As of now, Lake Shore Drive has sparse greenery and boasts mostly concrete walkways and bike lanes on its sides. Hopkins’ plan would include new landfill to expand into the lake for additional parkland along the roadway.
The Drive is also under constant threat of flooding by Lake Michigan.
Mayor Lori Lightfoot has been working to add Jersey barriers to hold back rising water along the lake, but Hopkins believes this is impractical.
“It’s not going to work,” Hopkins told the City Club of Chicago late last month. “The types of erosion we’re seeing through climate change, fluctuating lake levels…we can’t get out of the way of this with Jersey walls. We have to rebuild Lake Shore Drive.”
Hopkins is waiting for much more momentum to come with the new administration in Springfield.
His project would also put into place a long-running campaign to fix Lake Shore Drive’s S-shaped curve around Oak Street Beach. This development aligns with Meigs Field’s conversion to a Northerly Island nature preservation, as well as with Downtown’s Museum Campus completion that sits just off of The Drive.
Chicago architect Daniel Burnham, who helped to write the “Plan of Chicago” in 1909, deemed the city’s shoreline “forever open, clear and free,” which has been publicly mandated since 1836.

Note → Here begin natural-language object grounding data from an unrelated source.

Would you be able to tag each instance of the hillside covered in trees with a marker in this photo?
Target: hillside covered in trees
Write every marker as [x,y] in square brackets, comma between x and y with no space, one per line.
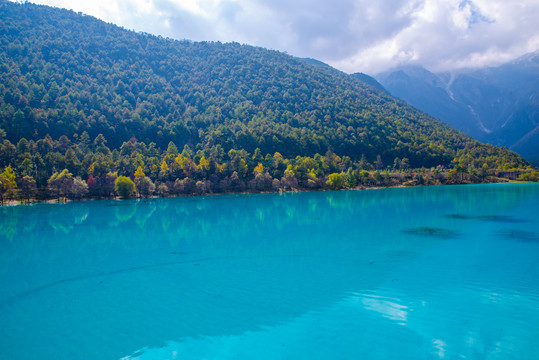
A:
[84,103]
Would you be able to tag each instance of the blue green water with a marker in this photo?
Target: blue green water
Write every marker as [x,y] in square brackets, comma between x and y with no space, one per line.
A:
[416,273]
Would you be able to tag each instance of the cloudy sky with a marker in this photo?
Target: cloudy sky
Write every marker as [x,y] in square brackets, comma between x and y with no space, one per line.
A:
[352,35]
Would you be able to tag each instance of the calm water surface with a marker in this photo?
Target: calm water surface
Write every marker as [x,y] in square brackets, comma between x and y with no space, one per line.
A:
[417,273]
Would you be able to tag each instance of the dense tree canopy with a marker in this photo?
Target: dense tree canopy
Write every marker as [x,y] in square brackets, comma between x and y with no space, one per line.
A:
[101,102]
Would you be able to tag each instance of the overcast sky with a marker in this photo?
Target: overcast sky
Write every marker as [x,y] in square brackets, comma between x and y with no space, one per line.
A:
[367,36]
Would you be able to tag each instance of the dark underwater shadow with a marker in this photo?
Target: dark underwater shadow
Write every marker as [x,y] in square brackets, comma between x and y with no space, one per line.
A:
[427,231]
[491,218]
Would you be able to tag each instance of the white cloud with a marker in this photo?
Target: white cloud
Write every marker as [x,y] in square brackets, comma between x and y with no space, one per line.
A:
[352,35]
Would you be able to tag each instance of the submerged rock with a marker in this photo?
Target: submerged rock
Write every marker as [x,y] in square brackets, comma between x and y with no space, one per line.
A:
[430,231]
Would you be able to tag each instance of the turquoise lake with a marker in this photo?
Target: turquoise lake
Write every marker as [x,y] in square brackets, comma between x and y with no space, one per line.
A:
[449,272]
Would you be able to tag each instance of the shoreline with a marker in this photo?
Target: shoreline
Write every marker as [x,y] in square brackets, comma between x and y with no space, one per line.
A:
[10,203]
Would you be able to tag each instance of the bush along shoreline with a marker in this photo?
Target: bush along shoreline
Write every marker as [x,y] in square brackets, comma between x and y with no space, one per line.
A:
[60,170]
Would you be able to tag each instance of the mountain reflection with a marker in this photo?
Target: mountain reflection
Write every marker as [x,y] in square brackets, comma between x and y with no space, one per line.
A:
[163,269]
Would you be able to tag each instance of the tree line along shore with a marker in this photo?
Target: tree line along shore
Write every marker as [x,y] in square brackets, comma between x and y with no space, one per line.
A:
[62,169]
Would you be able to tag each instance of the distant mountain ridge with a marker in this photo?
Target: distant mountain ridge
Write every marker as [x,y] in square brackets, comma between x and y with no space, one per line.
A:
[499,105]
[94,99]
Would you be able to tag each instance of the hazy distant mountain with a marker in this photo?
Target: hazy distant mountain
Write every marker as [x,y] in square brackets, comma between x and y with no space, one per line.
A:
[499,105]
[63,74]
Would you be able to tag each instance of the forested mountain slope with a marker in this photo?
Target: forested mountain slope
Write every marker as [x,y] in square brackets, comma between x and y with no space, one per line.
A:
[95,98]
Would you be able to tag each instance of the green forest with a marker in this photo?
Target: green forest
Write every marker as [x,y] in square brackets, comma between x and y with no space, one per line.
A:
[88,109]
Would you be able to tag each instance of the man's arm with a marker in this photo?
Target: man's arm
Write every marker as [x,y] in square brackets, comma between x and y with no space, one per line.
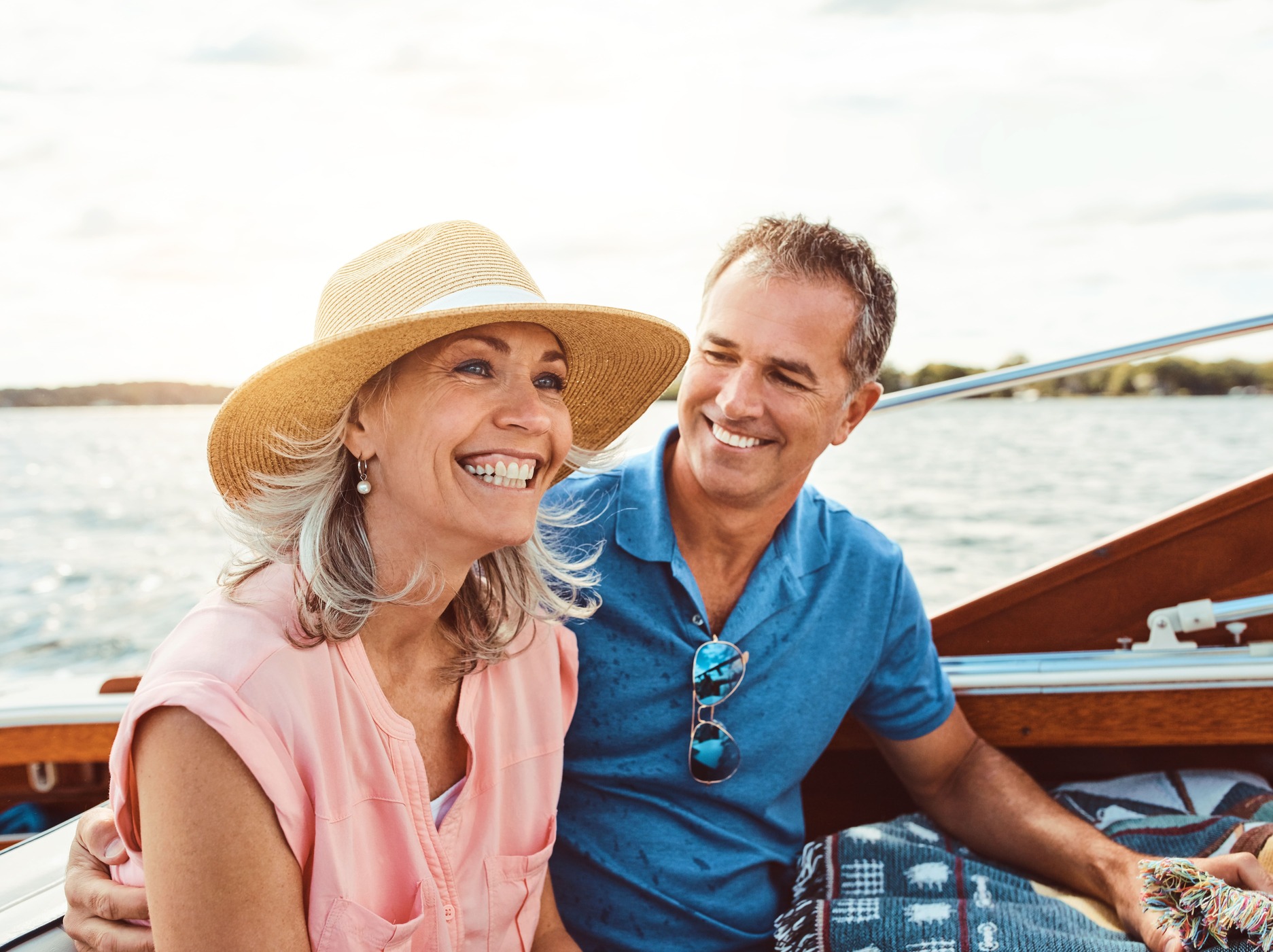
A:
[551,936]
[993,806]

18 years ago, a group of cyclists established the Campaign for a Free and Clear Lakefront in honor of Burnham’s vision–they wanted the city to remove Lake Shore Drive entirely and return it to its origins as a grassy park space. In their eyes, such a large separation between Chicagoans and Lake Michigan was in direct violation of Burnham’s ideals.
It seems they weren’t far off base.
The ‘North Lake Shore Drive project,’ has been a collaboration between the Chicago and Illinois departments of transportation, the Chicago Park District, the Federal Highway Administration, and various neighborhood groups since 2013.
Safer and more efficient roadways, a renovated drive, and new parklands are possible, but these improvements will need backing, funding, and teamwork between government groups and Chicago locals.
Alderman Hopkins’ fight is a powerful reminder of the reimagining that is needed for Lake Shore Drive–better parks and more beach space are what will allow Chicago’s lakefront to remain a scenic legacy. It won’t be enough just to prevent it from falling apart.